中世ヨーロッパでは、床にハーブを敷き詰めて香りで空気を清める「ストゥルーイング・ハーブ」としても重宝されていました。人々がその上を歩くたびにリンゴの香りが立ち上り、家の中を穏やかな空気で満たしていた……そんな光景を想像するだけで、なんとも豊かな気持ちになりますね。
〜心を解きほぐす、甘く優しい香り〜
ジャーマンカモミールの香りは、一言で表すなら「太陽をたっぷりと浴びたリンゴのシロップ」。ハーブ特有のツンとした刺激が少なく、小さなお子様から大人まで親しみやすいのが魅力です。

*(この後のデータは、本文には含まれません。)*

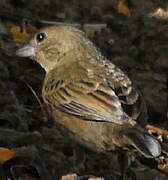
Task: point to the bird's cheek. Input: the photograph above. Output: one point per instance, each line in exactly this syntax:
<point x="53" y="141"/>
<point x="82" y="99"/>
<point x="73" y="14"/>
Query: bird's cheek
<point x="26" y="51"/>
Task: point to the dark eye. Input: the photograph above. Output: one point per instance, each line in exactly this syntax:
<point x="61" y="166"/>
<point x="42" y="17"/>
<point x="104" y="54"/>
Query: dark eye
<point x="40" y="37"/>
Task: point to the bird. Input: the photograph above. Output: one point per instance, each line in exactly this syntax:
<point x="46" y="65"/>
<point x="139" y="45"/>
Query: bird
<point x="93" y="99"/>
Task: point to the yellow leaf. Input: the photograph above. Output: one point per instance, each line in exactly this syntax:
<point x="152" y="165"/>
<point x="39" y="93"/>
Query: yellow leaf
<point x="5" y="154"/>
<point x="18" y="36"/>
<point x="122" y="8"/>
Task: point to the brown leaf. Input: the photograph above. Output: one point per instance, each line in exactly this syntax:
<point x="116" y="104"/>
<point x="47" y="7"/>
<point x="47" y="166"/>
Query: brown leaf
<point x="5" y="154"/>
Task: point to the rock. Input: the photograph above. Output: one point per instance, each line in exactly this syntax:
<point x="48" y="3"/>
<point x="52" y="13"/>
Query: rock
<point x="161" y="64"/>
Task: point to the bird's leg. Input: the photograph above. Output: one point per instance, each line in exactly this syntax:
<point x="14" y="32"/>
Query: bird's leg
<point x="161" y="132"/>
<point x="124" y="160"/>
<point x="78" y="158"/>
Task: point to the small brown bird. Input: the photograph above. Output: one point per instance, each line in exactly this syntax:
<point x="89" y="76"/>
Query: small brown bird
<point x="92" y="98"/>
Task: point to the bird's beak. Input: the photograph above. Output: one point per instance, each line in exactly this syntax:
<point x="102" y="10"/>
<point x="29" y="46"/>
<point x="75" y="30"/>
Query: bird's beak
<point x="26" y="51"/>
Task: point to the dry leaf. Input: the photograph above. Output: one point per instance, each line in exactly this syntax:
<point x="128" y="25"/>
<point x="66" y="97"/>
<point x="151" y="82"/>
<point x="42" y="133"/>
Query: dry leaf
<point x="122" y="8"/>
<point x="90" y="32"/>
<point x="5" y="154"/>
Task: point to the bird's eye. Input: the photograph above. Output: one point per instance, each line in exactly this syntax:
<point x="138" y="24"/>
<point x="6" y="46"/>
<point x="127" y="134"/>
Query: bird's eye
<point x="40" y="37"/>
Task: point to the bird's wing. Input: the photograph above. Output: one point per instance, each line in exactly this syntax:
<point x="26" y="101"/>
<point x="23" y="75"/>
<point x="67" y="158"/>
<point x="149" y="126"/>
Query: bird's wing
<point x="94" y="100"/>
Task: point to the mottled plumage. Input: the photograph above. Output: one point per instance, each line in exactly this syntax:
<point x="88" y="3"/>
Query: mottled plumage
<point x="92" y="98"/>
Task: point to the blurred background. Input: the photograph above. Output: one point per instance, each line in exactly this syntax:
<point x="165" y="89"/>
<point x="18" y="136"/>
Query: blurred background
<point x="131" y="33"/>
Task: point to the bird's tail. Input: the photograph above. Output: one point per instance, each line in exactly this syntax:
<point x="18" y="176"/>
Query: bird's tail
<point x="144" y="142"/>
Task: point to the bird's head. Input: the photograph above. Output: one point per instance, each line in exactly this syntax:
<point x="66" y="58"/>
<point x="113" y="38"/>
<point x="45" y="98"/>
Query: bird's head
<point x="50" y="45"/>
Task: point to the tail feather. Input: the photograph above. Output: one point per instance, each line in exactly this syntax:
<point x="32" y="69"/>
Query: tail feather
<point x="145" y="143"/>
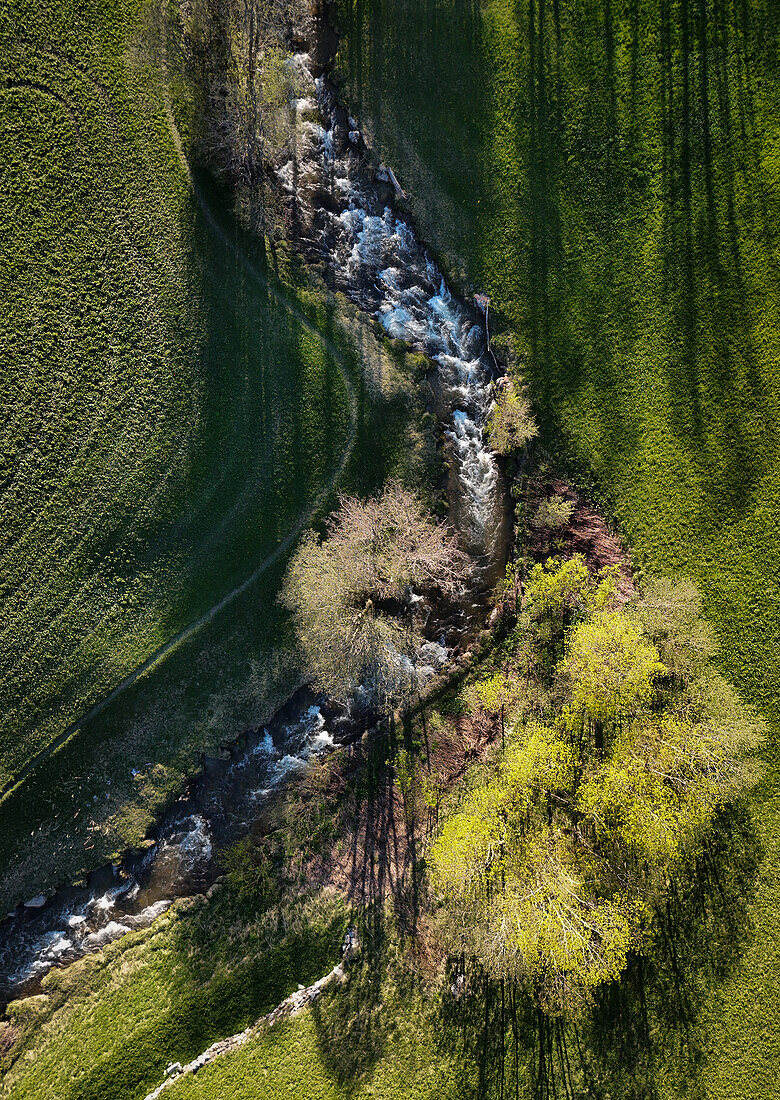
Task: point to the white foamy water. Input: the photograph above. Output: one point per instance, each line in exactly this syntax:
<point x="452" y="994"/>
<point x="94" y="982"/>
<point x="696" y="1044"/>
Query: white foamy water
<point x="375" y="256"/>
<point x="376" y="259"/>
<point x="179" y="862"/>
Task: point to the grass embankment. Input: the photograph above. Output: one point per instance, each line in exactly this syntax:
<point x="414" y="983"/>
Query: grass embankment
<point x="108" y="1026"/>
<point x="610" y="175"/>
<point x="177" y="402"/>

お湯を注ぐと、その甘い香りはさらに広がり、蒸気とともに心をじんわりと包み込んでくれます。少し疲れたときや、おやすみ前のひととき。ジャーマンカモミールの香りをゆっくりと吸い込むだけで、強張っていた体が自然と緩んでいくような、不思議な安心感を与えてくれます。
〜焼き菓子と響き合う、お菓子との相性〜
さて、ハーブスイーツの世界において、ジャーマンカモミールは非常に優秀なパートナーです。その甘くフルーティーな香りは、バターや粉の風味を邪魔することなく、むしろ優しく引き立ててくれます。

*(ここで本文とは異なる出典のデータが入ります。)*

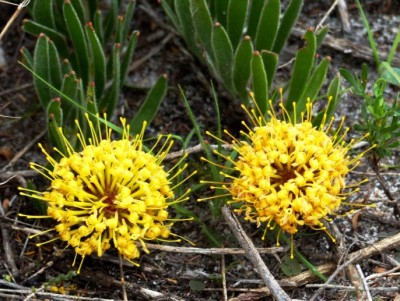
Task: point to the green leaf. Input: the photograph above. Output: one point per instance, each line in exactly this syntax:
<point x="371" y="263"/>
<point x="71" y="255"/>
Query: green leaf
<point x="223" y="54"/>
<point x="98" y="26"/>
<point x="128" y="55"/>
<point x="237" y="12"/>
<point x="321" y="35"/>
<point x="202" y="23"/>
<point x="255" y="11"/>
<point x="27" y="57"/>
<point x="171" y="14"/>
<point x="54" y="122"/>
<point x="149" y="108"/>
<point x="108" y="103"/>
<point x="130" y="9"/>
<point x="78" y="7"/>
<point x="110" y="22"/>
<point x="54" y="65"/>
<point x="242" y="66"/>
<point x="393" y="49"/>
<point x="36" y="29"/>
<point x="389" y="73"/>
<point x="77" y="35"/>
<point x="70" y="90"/>
<point x="333" y="101"/>
<point x="221" y="9"/>
<point x="288" y="20"/>
<point x="314" y="84"/>
<point x="98" y="63"/>
<point x="260" y="83"/>
<point x="42" y="68"/>
<point x="270" y="60"/>
<point x="268" y="25"/>
<point x="301" y="70"/>
<point x="42" y="12"/>
<point x="186" y="27"/>
<point x="372" y="43"/>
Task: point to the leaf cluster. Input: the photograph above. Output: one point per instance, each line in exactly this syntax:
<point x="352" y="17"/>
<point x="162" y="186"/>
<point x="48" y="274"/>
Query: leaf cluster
<point x="80" y="61"/>
<point x="241" y="43"/>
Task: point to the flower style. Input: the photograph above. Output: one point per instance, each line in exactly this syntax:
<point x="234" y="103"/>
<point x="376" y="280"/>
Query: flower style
<point x="112" y="193"/>
<point x="289" y="174"/>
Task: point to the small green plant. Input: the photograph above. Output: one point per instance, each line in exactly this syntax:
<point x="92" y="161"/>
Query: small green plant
<point x="241" y="41"/>
<point x="386" y="70"/>
<point x="380" y="121"/>
<point x="83" y="54"/>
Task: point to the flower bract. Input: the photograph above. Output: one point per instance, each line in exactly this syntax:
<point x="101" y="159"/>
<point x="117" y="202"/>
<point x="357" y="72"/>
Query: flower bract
<point x="112" y="193"/>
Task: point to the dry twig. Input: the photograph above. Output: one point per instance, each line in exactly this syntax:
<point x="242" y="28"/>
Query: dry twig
<point x="254" y="256"/>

クッキーやサブレ:細かく砕いた茶葉を生地に混ぜ込むと、焼き上がりにリンゴのような風味がふんわりと残ります。
マフィンやスコーン:一番扱いやすいのは、ミルして生地に練り込む方法ですが、ミルクとの相性が抜群なので、牛乳でカモミールを煮出した「ハーブミルク」を生地に使うのもおすすめです。しっとりとした質感の中に、穏やかな香りが閉じ込められます。
特に、蜂蜜やベリー系のジャムを添えた焼き菓子と一緒に楽しむと、ジャーマンカモミールの持つ自然な甘みがよりいっそう際立ちます。

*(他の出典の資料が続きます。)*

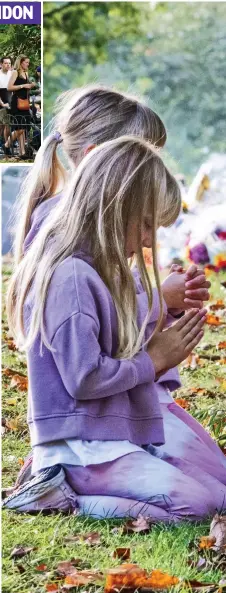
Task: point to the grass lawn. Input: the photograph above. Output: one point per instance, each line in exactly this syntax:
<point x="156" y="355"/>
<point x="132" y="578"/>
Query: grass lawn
<point x="169" y="549"/>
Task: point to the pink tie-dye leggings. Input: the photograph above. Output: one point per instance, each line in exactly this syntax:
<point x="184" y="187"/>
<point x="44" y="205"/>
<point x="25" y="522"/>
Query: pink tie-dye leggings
<point x="183" y="479"/>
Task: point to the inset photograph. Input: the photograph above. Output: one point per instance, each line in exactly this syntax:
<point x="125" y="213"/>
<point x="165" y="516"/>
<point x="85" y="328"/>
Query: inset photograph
<point x="20" y="92"/>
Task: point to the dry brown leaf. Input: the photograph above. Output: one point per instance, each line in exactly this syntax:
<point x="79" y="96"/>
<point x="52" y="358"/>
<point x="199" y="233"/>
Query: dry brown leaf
<point x="206" y="542"/>
<point x="83" y="577"/>
<point x="131" y="576"/>
<point x="20" y="551"/>
<point x="121" y="553"/>
<point x="19" y="381"/>
<point x="183" y="403"/>
<point x="138" y="525"/>
<point x="91" y="539"/>
<point x="218" y="531"/>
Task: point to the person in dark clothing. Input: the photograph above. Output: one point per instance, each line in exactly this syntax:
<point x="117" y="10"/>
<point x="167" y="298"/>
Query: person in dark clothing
<point x="5" y="74"/>
<point x="19" y="84"/>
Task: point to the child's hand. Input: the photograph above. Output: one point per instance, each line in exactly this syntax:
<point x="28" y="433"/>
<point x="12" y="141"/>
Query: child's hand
<point x="196" y="287"/>
<point x="169" y="347"/>
<point x="185" y="290"/>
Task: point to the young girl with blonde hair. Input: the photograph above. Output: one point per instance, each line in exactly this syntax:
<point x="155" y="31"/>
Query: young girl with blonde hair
<point x="97" y="371"/>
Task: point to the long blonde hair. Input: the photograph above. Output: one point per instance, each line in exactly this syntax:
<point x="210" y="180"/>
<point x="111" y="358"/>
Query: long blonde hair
<point x="88" y="116"/>
<point x="118" y="180"/>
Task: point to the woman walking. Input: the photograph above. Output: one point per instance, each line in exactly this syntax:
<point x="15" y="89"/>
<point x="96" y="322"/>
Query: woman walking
<point x="20" y="109"/>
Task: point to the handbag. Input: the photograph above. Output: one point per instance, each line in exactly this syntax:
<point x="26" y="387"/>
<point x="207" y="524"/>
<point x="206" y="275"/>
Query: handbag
<point x="23" y="104"/>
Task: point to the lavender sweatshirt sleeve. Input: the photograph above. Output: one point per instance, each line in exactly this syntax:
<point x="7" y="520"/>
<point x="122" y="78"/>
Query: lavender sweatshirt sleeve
<point x="88" y="373"/>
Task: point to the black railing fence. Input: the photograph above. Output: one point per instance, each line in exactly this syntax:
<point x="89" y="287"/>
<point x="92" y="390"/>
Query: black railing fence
<point x="31" y="130"/>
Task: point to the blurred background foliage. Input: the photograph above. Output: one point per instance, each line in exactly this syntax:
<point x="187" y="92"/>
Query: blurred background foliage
<point x="170" y="54"/>
<point x="21" y="39"/>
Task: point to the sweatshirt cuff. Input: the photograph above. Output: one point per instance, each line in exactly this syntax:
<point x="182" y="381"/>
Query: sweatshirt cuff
<point x="144" y="368"/>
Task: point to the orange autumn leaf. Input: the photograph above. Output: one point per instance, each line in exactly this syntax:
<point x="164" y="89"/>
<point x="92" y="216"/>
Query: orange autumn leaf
<point x="183" y="403"/>
<point x="19" y="381"/>
<point x="221" y="346"/>
<point x="131" y="576"/>
<point x="206" y="542"/>
<point x="218" y="305"/>
<point x="10" y="344"/>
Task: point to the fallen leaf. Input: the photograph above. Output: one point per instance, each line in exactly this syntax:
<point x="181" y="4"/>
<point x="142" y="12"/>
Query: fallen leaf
<point x="91" y="539"/>
<point x="214" y="320"/>
<point x="21" y="568"/>
<point x="183" y="403"/>
<point x="206" y="542"/>
<point x="20" y="551"/>
<point x="6" y="492"/>
<point x="218" y="305"/>
<point x="131" y="576"/>
<point x="10" y="344"/>
<point x="19" y="381"/>
<point x="83" y="577"/>
<point x="221" y="346"/>
<point x="218" y="531"/>
<point x="138" y="525"/>
<point x="121" y="553"/>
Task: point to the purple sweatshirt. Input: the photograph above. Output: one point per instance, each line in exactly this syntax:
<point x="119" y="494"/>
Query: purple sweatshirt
<point x="80" y="390"/>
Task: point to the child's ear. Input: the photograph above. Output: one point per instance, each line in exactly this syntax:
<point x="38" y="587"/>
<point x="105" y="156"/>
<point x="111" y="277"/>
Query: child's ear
<point x="89" y="148"/>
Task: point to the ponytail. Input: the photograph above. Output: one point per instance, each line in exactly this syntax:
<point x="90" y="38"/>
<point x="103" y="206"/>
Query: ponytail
<point x="40" y="184"/>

お菓子を口に含んだ瞬間に鼻へ抜ける香りは、まるで初夏の野原でお茶会をしているような、贅沢な気分にさせてくれるはずです。
〜おわりに〜
ジャーマンカモミールは、私たちの慌ただしい日常に「余白」を届けてくれる植物です。
お気に入りの器で丁寧にお茶を淹れたり、ハーブ香る手作りのお菓子を添えてみたり。そんなささやかな時間が、心を整えるきっかけになるかもしれません。今度の週末は、ジャーマンカモミールの優しい香りと一緒に、穏やかな「お菓子時間」を過ごしてみませんか?